As the markets remain volatile, investors are now looking at stocks that are trading at a reasonable valuation. They want to invest in stocks that have low valuation multiples, low beta, and that pay a dividend.
Here we look at two Canada-based utility giants to evaluate which is a better value buy at the current price. Utility stocks are generally considered recession-proof and a safe bet in a downturn.
Fortis
Fortis (TSX:FTS)(NYSE:FTS) is an electric and gas utility holding company valued at $18 billion. The stock is currently trading at $41.6, which is 2.8% below its 52-week high.
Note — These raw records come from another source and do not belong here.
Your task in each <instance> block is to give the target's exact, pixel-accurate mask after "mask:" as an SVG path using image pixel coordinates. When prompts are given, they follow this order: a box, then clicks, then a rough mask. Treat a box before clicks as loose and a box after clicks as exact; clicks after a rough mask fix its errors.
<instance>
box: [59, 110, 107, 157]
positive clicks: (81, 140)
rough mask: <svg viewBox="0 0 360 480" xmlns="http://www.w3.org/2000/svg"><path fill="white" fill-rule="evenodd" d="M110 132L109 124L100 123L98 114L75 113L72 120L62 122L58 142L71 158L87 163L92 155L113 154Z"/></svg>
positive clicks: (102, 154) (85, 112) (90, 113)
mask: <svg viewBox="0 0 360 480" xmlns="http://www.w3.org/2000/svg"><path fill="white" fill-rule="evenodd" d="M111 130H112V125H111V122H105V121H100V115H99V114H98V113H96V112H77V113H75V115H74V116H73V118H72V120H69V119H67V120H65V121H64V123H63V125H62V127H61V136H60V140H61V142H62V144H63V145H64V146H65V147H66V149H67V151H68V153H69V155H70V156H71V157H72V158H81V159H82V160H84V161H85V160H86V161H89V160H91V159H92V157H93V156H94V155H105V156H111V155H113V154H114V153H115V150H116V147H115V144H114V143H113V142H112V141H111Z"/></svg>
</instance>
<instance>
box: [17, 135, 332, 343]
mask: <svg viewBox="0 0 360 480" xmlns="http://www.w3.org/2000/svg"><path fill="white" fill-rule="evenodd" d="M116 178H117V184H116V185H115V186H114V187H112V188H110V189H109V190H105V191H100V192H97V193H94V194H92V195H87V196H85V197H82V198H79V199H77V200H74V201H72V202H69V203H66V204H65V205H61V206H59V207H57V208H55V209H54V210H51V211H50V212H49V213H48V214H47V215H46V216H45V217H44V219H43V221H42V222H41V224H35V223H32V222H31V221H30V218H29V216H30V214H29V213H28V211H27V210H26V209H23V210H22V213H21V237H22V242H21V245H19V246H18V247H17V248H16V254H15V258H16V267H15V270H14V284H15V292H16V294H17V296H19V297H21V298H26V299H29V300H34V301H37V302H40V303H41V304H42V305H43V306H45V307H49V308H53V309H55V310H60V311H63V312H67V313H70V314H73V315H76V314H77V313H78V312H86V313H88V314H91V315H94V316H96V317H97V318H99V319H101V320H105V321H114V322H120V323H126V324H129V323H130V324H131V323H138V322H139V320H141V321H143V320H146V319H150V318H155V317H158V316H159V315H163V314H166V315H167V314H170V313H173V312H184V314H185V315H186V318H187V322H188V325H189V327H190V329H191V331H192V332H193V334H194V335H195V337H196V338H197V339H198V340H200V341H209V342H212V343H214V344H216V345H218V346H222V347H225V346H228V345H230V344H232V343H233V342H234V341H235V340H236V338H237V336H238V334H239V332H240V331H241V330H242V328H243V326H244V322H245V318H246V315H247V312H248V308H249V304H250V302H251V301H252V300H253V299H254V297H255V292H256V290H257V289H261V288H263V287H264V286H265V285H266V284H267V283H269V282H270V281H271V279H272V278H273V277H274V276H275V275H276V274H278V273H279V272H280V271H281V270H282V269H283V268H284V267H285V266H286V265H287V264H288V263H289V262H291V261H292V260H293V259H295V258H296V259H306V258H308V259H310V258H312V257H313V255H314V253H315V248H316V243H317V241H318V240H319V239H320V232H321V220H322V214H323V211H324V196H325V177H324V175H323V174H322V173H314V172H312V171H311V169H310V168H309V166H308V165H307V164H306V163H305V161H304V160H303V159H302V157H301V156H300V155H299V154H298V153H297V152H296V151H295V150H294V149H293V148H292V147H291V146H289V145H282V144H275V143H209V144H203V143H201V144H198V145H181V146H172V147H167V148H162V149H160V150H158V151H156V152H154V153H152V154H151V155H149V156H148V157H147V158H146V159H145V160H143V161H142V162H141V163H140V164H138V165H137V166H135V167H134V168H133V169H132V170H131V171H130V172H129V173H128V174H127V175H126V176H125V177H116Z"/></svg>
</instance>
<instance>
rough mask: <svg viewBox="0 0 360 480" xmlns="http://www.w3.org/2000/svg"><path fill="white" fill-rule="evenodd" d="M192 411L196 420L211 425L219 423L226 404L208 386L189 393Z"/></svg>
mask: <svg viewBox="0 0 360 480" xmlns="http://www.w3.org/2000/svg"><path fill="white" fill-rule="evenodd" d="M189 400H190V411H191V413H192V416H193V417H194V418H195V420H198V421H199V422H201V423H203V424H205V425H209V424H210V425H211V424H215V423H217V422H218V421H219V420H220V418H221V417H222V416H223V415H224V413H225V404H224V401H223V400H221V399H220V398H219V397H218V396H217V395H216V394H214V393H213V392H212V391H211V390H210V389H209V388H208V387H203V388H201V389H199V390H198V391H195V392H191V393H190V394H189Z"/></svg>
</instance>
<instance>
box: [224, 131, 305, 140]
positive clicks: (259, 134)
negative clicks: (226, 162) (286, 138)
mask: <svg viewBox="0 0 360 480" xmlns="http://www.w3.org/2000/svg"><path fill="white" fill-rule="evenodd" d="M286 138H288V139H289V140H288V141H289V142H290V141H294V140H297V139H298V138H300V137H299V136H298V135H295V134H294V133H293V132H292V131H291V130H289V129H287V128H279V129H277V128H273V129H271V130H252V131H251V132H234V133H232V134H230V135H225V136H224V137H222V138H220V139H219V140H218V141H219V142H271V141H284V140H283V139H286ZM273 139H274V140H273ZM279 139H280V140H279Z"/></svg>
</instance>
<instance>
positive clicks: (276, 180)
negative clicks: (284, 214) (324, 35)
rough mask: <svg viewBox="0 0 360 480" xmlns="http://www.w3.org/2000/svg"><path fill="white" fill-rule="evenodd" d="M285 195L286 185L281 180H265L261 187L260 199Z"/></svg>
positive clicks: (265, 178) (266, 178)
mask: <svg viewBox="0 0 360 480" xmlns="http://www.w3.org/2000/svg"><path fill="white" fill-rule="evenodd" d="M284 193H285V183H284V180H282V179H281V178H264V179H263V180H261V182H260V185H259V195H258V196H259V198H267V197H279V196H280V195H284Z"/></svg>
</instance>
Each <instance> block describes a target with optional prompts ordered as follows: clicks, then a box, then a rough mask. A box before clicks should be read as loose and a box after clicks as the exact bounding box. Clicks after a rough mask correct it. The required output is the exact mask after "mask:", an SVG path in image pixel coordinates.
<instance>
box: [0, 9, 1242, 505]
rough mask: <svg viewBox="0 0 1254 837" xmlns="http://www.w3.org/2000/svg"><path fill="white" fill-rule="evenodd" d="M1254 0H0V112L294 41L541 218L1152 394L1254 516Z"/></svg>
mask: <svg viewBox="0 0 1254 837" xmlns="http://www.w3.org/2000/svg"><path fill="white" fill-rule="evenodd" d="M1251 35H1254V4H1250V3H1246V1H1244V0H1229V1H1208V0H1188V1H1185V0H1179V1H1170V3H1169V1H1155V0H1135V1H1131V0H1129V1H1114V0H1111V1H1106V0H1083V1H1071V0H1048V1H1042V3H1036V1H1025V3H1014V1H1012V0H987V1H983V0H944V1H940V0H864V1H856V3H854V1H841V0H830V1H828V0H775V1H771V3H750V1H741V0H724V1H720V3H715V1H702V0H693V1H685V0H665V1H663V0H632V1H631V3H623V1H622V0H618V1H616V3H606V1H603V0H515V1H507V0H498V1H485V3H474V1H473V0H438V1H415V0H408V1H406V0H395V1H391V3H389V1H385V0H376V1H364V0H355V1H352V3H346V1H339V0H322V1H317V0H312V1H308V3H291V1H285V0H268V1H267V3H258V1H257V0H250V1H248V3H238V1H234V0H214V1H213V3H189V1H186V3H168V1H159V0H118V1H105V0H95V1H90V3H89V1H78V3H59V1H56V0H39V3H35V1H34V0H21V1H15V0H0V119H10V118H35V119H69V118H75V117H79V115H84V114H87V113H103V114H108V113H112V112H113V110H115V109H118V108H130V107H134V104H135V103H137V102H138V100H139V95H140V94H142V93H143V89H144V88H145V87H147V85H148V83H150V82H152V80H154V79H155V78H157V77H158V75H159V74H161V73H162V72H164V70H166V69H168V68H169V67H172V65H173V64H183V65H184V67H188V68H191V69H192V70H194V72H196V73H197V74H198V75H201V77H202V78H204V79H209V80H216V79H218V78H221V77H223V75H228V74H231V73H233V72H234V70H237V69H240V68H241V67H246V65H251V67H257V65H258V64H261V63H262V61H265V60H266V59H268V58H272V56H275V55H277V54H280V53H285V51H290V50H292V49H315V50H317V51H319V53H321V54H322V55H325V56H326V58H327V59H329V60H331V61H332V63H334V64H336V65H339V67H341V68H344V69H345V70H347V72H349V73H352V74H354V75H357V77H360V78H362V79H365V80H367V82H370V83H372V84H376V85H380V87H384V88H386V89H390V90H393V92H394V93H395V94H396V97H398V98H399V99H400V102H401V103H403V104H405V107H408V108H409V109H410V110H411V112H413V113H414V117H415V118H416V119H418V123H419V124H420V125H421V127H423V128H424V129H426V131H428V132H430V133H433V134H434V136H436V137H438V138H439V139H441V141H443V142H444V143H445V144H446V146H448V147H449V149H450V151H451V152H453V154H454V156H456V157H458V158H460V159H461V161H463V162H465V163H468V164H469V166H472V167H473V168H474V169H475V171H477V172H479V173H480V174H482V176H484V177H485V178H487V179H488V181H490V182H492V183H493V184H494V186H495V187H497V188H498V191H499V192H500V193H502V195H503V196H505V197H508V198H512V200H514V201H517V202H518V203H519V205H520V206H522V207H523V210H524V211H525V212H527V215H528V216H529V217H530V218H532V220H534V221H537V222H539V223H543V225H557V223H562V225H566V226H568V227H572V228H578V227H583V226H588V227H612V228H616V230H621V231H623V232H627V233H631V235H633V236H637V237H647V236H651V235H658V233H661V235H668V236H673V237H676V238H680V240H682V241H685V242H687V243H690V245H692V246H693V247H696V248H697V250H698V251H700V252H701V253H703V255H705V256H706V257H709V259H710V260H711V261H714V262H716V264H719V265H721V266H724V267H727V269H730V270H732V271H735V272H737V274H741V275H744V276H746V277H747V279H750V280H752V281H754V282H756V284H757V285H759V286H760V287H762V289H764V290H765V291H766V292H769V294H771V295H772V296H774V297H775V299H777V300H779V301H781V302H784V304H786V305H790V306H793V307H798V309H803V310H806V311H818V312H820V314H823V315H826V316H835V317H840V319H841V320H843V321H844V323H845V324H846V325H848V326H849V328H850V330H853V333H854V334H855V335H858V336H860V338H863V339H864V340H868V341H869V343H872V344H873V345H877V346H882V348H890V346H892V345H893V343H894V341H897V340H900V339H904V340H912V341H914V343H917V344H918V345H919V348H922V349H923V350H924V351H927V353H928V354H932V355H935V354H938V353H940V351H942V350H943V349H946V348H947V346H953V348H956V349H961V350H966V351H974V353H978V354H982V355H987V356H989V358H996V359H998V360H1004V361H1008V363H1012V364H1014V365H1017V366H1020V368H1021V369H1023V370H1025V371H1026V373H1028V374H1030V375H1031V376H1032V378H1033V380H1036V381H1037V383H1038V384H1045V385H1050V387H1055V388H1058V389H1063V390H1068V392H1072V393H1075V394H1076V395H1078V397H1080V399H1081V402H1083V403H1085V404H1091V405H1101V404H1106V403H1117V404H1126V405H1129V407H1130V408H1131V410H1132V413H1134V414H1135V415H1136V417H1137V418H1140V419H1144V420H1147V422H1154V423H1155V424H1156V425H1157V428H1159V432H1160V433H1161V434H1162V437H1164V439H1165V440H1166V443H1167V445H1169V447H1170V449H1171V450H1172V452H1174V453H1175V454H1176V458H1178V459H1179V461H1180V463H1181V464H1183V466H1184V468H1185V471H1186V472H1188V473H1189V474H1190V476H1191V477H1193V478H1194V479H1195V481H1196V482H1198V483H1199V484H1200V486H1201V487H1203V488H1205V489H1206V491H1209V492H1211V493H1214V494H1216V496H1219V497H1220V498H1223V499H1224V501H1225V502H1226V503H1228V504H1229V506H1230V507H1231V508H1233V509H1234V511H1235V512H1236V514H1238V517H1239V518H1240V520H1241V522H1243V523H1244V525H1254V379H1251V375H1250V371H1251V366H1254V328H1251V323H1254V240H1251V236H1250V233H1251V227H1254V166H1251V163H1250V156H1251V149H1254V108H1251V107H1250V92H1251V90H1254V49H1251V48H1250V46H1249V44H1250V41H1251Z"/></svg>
In the last 12 months, Fortis has returned 27.6%, easily outperforming the S&P 500 Index, which is up 9.3% since October 2018.
Fortis is expected to grow sales by 6.5% to $8.93 billion in 2019 and by 5.1% to $9.4 billion in 2020. The stock is valued at 2 times forward sales. Analysts also expect the company’s earnings to rise 2.4% in 2019, 8.2% in 2020, and by an annual rate of 5.5% in the next five years.
Comparatively, Fortis stock is trading at a forward price-to-earnings (P/E) multiple of 19.6 which looks like the stock is overvalued even after accounting for its forward dividend yield of 3.5%. In the last 12 months, Fortis’ return on assets stood at 2.9% while the return to equity was 9.6%.
In 2018, interest payments amounted to $1.02 billion for Fortis. At the end of the second quarter of 2019, Fortis had an operating cash flow balance of $2.5 billion while debt stood at $23.5 billion, indicating enough reserves for debt repayment.
The company has a dividend payout ratio of 48.6% which allows enough room to increase interest payments and increases in capital expenditure. It ended the second quarter with a cash balance of $191 million.
Emera Inc.
Emera (TSX:EMA) is an energy and services company that invests in electricity generation, transmission & distribution, gas transmission, and other utility services.
Emera is valued at $13.25 billion. The stock is currently trading at $55.8 which is 5% below its 52-week high. In the last 12 months, Emera has returned 41%.
Emera sales are expected to fall by 2.1% to $6.39 billion in 2019 and then grow 0.6% to $6.43 billion in 2020. The stock is valued at 2.1 times forward sales. Analysts also expect the company’s earnings to fall by 2.4% in 2019 and rise by 2.1% in 2020. Earnings might rise by an annual rate of 3.8% in the next five years.
Comparatively, Emera stock is trading at a forward P/E multiple of 19.5. The stock is overvalued even after accounting for its forward dividend yield of 4.4%. In the last 12 months, Emera’s return on assets stood at 3% while return to equity was 9.9%.
At the end of the second quarter of 2019, Emera had an operating cash flow balance of $1.63 billion while debt stood at $15.26 billion.
The company has a dividend payout ratio of 72% allowing it some room to increase dividends or pay back debt. It ended the second quarter with a cash balance of $333 million.
Fortis and Emera are trading at similar multiples. However, the higher estimated bottom-line growth for Fortis makes it more attractive for investors. Analysts expect Fortis stock to gain 23% in the next 12 months while Emera is trading at a discount of 4% to average target estimates.